Racing's a tough game not a man's game, says Adam Wedge
Adam Wedge has expressed his regret over comments made live on ITV relating to racing being "a man's sport" following his success aboard Secret Reprieve in last Saturday's Welsh Grand National at Chepstow.
Responding to presenter Luke Harvey's question about how he had been able to ride in the day's feature race following a pair of nasty falls earlier on the card, Wedge had replied: "It's a man's sport at the end of the day."
On Thursday, Wedge rowed back on the comment and said it was in no way representative of his own views.

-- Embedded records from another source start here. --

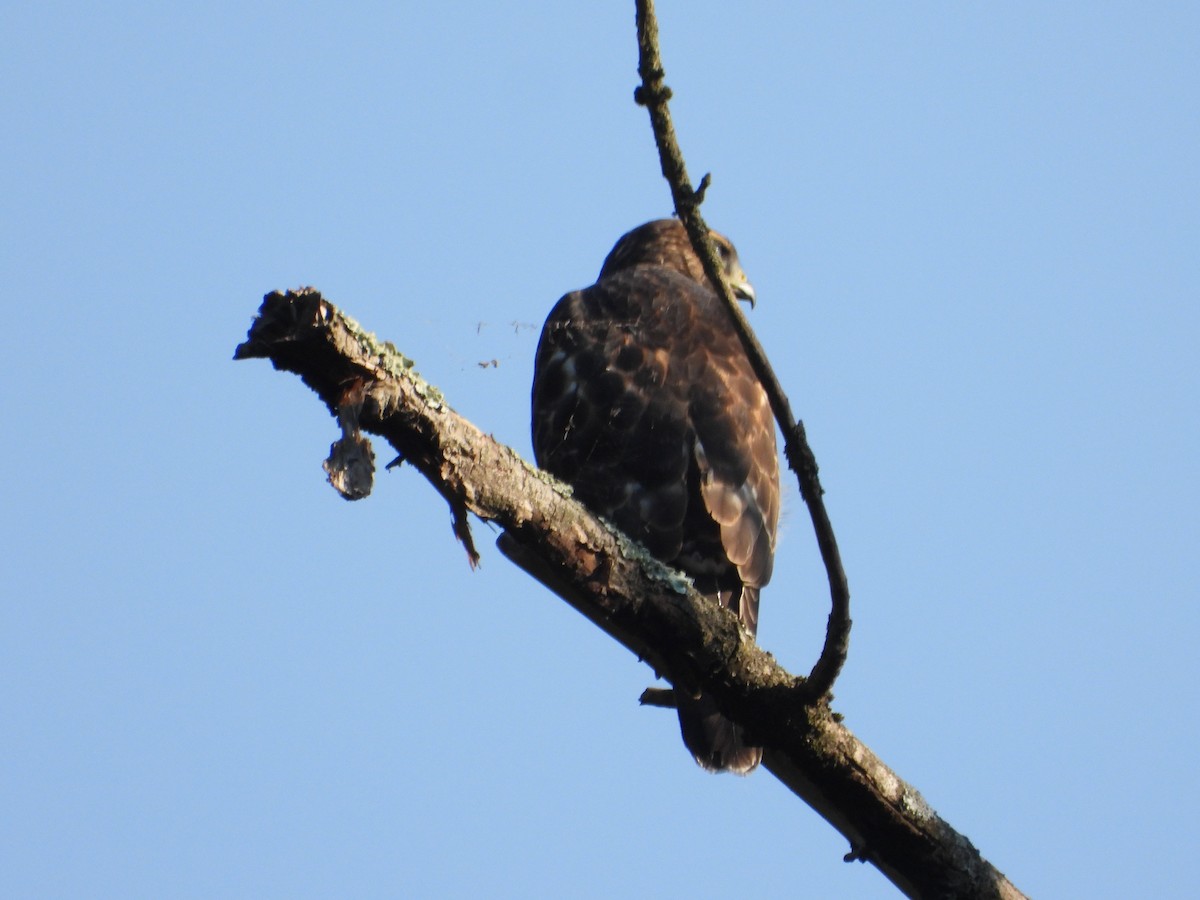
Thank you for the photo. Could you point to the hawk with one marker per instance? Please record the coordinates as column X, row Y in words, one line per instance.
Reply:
column 646, row 403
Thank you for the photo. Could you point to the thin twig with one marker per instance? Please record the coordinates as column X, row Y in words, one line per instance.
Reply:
column 653, row 94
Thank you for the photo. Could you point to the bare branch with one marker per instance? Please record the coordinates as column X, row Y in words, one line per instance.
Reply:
column 653, row 94
column 649, row 609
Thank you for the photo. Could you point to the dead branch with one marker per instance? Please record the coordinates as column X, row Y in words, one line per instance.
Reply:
column 649, row 609
column 654, row 94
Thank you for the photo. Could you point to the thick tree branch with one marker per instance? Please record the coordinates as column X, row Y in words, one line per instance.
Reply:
column 652, row 610
column 653, row 94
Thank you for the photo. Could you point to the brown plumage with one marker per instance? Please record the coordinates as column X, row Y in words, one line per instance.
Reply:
column 645, row 402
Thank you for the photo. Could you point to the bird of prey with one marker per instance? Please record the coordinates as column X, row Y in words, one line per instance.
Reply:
column 646, row 403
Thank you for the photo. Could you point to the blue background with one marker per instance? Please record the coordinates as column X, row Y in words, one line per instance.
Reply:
column 973, row 231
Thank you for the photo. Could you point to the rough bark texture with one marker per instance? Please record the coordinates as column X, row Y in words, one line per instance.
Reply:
column 649, row 609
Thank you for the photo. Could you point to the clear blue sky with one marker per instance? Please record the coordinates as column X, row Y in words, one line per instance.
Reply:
column 973, row 232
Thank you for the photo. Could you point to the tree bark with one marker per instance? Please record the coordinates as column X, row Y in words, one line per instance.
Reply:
column 648, row 607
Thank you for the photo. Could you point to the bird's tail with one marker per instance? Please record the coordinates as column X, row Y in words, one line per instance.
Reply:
column 717, row 743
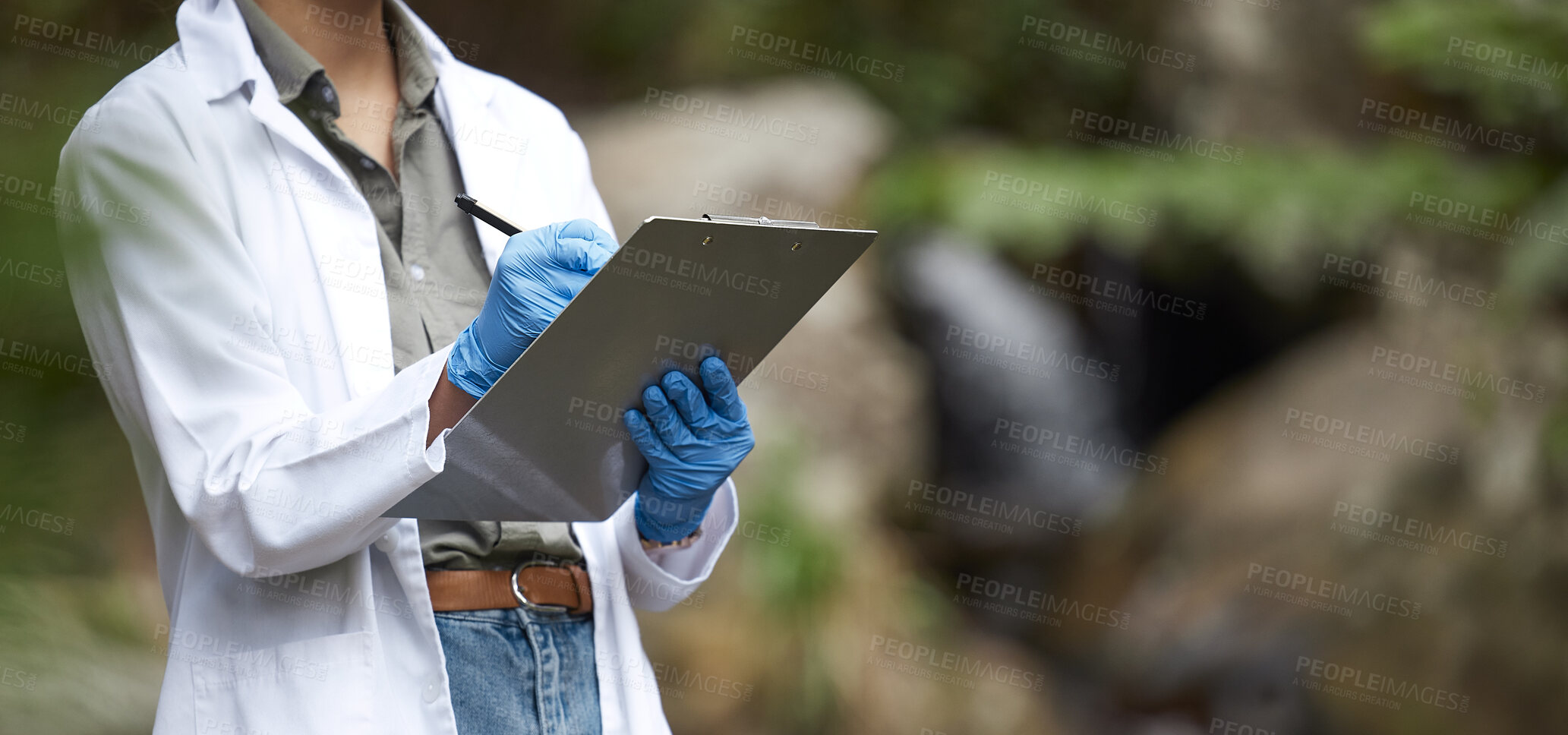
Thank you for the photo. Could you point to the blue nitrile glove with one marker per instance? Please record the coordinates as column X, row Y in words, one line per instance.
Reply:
column 538, row 273
column 692, row 446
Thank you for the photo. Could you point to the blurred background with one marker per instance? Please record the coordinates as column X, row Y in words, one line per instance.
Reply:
column 1208, row 375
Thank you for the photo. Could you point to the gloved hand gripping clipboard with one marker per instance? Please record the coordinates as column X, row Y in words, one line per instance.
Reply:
column 547, row 444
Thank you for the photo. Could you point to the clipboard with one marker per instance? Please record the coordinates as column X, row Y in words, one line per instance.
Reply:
column 547, row 444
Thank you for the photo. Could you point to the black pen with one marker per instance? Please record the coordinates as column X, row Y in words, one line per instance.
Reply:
column 485, row 215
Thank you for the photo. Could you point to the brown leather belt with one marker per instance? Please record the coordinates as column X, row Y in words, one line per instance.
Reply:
column 537, row 586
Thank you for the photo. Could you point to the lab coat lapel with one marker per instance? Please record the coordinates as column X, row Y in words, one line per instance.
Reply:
column 336, row 219
column 488, row 176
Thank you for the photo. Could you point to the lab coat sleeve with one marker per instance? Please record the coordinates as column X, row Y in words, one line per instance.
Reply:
column 160, row 279
column 588, row 200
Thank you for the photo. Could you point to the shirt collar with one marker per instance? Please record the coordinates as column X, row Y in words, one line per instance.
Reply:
column 294, row 69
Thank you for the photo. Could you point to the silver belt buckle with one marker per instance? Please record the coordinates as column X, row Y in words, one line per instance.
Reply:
column 516, row 590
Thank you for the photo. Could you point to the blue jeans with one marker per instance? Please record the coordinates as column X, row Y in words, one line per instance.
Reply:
column 521, row 673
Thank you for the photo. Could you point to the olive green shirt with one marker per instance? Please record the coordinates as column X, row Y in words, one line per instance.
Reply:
column 435, row 270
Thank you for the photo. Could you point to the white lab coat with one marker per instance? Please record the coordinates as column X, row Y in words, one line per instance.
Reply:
column 229, row 284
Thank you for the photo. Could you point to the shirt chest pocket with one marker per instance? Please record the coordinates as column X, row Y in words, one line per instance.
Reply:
column 303, row 687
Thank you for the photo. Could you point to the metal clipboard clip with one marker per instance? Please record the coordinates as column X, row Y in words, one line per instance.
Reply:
column 761, row 219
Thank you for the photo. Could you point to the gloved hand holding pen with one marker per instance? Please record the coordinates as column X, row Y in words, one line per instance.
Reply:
column 538, row 273
column 692, row 443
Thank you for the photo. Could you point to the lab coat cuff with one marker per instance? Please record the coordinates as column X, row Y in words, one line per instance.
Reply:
column 673, row 574
column 430, row 369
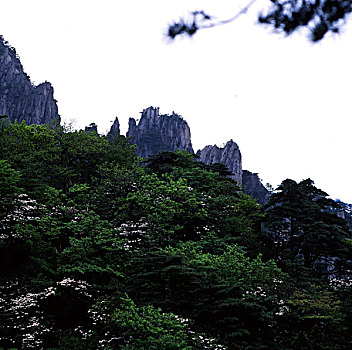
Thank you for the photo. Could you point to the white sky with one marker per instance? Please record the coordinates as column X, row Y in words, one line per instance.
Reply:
column 285, row 101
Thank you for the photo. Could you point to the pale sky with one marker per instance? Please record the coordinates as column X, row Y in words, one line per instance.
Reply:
column 285, row 101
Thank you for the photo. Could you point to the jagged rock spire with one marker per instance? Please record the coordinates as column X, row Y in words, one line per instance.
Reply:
column 19, row 98
column 229, row 155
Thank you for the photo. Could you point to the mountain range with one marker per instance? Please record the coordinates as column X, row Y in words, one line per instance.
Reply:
column 21, row 100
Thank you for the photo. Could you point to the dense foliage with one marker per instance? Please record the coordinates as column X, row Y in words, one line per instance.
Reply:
column 100, row 249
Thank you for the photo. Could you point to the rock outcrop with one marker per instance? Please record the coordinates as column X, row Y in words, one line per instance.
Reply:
column 115, row 129
column 156, row 133
column 228, row 155
column 253, row 186
column 91, row 128
column 19, row 98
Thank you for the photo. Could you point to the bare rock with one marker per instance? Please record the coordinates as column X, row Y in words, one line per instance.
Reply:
column 253, row 186
column 229, row 155
column 19, row 98
column 156, row 133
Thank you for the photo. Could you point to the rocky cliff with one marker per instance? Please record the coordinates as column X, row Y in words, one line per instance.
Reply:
column 155, row 133
column 253, row 186
column 228, row 155
column 19, row 98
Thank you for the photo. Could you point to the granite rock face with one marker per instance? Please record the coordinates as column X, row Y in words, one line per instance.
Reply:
column 253, row 186
column 228, row 155
column 19, row 98
column 156, row 133
column 115, row 129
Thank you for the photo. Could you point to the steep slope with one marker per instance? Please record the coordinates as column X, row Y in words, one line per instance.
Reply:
column 229, row 155
column 19, row 98
column 155, row 133
column 253, row 186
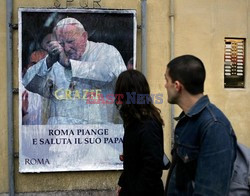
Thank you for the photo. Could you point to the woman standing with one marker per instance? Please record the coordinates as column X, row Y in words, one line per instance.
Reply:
column 143, row 137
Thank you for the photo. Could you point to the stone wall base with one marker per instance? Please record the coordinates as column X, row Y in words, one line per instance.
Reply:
column 67, row 193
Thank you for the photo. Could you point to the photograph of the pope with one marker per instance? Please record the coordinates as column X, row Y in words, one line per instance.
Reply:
column 69, row 61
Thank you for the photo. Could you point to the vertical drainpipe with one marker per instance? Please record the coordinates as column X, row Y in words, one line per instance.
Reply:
column 144, row 36
column 171, row 16
column 9, row 7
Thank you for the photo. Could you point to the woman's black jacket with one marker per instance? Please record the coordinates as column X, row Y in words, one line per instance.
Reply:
column 143, row 157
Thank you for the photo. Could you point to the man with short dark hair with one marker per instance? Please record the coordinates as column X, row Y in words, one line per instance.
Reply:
column 204, row 141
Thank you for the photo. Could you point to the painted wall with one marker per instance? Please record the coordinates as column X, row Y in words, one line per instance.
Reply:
column 200, row 29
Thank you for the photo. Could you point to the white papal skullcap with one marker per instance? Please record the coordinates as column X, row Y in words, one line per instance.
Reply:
column 69, row 21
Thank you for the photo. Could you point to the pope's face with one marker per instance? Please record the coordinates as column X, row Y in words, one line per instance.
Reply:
column 72, row 39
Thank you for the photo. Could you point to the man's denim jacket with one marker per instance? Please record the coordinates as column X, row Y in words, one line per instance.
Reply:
column 204, row 139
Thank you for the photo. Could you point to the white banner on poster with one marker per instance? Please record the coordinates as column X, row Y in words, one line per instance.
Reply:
column 69, row 60
column 70, row 148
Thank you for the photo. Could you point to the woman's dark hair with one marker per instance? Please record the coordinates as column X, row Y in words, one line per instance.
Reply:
column 190, row 71
column 136, row 103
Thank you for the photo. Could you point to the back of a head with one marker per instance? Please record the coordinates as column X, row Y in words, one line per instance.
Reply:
column 190, row 71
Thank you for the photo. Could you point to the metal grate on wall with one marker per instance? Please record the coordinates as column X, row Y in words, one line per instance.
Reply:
column 234, row 63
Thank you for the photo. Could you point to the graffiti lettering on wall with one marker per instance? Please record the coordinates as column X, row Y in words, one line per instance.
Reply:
column 81, row 3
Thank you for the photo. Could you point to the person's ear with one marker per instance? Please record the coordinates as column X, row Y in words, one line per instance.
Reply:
column 178, row 86
column 85, row 35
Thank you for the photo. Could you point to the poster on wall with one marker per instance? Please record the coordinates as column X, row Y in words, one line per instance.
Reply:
column 69, row 60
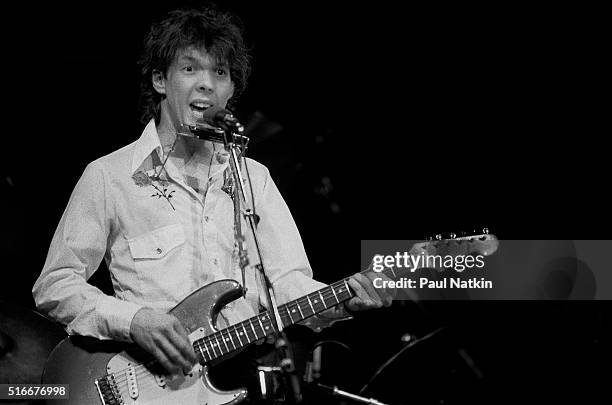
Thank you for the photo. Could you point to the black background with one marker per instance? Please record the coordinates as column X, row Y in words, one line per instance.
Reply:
column 424, row 120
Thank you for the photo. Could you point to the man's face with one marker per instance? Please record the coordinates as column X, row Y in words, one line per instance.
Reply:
column 194, row 82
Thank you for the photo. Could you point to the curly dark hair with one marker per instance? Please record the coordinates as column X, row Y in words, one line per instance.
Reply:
column 220, row 33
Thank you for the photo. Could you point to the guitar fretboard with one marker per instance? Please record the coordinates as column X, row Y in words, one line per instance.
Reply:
column 244, row 333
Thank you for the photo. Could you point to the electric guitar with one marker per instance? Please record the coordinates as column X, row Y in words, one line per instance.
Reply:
column 106, row 372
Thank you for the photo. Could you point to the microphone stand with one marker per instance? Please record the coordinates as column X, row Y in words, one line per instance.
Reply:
column 232, row 140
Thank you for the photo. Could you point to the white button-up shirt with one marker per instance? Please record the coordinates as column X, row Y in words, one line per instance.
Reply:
column 162, row 240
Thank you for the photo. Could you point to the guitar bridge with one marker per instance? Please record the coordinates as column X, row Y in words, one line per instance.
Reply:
column 108, row 391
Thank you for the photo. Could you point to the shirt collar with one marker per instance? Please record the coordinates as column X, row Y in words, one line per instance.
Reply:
column 145, row 145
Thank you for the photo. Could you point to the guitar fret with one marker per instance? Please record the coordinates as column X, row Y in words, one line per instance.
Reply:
column 255, row 333
column 262, row 327
column 323, row 299
column 212, row 346
column 224, row 342
column 229, row 333
column 201, row 352
column 267, row 318
column 245, row 333
column 289, row 313
column 238, row 335
column 206, row 348
column 348, row 290
column 299, row 308
column 310, row 303
column 218, row 345
column 335, row 296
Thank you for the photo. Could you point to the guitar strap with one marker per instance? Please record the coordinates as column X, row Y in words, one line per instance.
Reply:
column 239, row 255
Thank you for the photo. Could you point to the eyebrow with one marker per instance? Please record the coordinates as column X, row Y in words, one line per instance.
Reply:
column 188, row 58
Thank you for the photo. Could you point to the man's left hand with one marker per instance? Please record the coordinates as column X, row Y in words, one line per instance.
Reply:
column 366, row 295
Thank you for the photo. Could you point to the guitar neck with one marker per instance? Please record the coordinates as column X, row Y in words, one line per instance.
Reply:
column 244, row 333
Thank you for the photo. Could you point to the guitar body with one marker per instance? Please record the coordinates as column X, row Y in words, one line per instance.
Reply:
column 106, row 372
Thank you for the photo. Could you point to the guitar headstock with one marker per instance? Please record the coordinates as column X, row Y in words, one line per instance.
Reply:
column 482, row 243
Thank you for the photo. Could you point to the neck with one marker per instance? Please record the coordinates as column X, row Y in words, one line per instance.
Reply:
column 186, row 151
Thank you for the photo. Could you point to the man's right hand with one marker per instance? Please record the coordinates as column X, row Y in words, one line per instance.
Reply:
column 163, row 336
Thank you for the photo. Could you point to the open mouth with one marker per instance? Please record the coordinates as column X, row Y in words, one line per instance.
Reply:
column 198, row 108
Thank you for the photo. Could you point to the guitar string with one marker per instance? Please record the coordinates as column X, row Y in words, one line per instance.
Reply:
column 207, row 341
column 264, row 317
column 328, row 293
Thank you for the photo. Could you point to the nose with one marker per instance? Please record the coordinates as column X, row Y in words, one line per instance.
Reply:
column 206, row 83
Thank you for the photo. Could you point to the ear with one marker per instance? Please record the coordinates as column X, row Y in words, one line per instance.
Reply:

"It's a turn of phrase that should be left behind in this day and age," he said. "It wasn't meant as a few people have suggested it was, but I can understand why people have taken it that way. It was only a reference to me having a hard day, but the turn of phrase should have been that it's a tough game.
"My adrenaline was up and I just didn't think clearly about what I was saying and then it was too late. It's not something that should be said, but I did say it and I understand the controversy about it."
Recent seasons have seen a proliferation of successes for female jockeys in both codes, with the likes of Bryony Frost and Rachael Blackmore becoming established members of the jumps weighing room and Hollie Doyle and Hayley Turner continuing to break new ground on the Flat.
Over jumps, Frost has illuminated the sport thanks in large part to her union with this season's King George winner Frodon, while Blackmore already has 11 Grade 1 victories to her name, including two at the Cheltenham Festival.
In 2019 Turner became only the second female rider to win a race at Royal Ascot, with Doyle becoming the third to do so in a memorable 2020 that ended with her third-placed finish in the BBC's Sports Personality of the Year.
Wedge has been forced out of the saddle this week to recover from injuries incurred at Chepstow and reaffirmed his support for the continuing growth in the number of female jockeys.
"I hope everyone understands the comment wasn't meant in the context it first appeared," Wedge said. "I'm fully behind there being more female jockeys in the weighing room and I think it's fantastic the game's opening up in the way it is."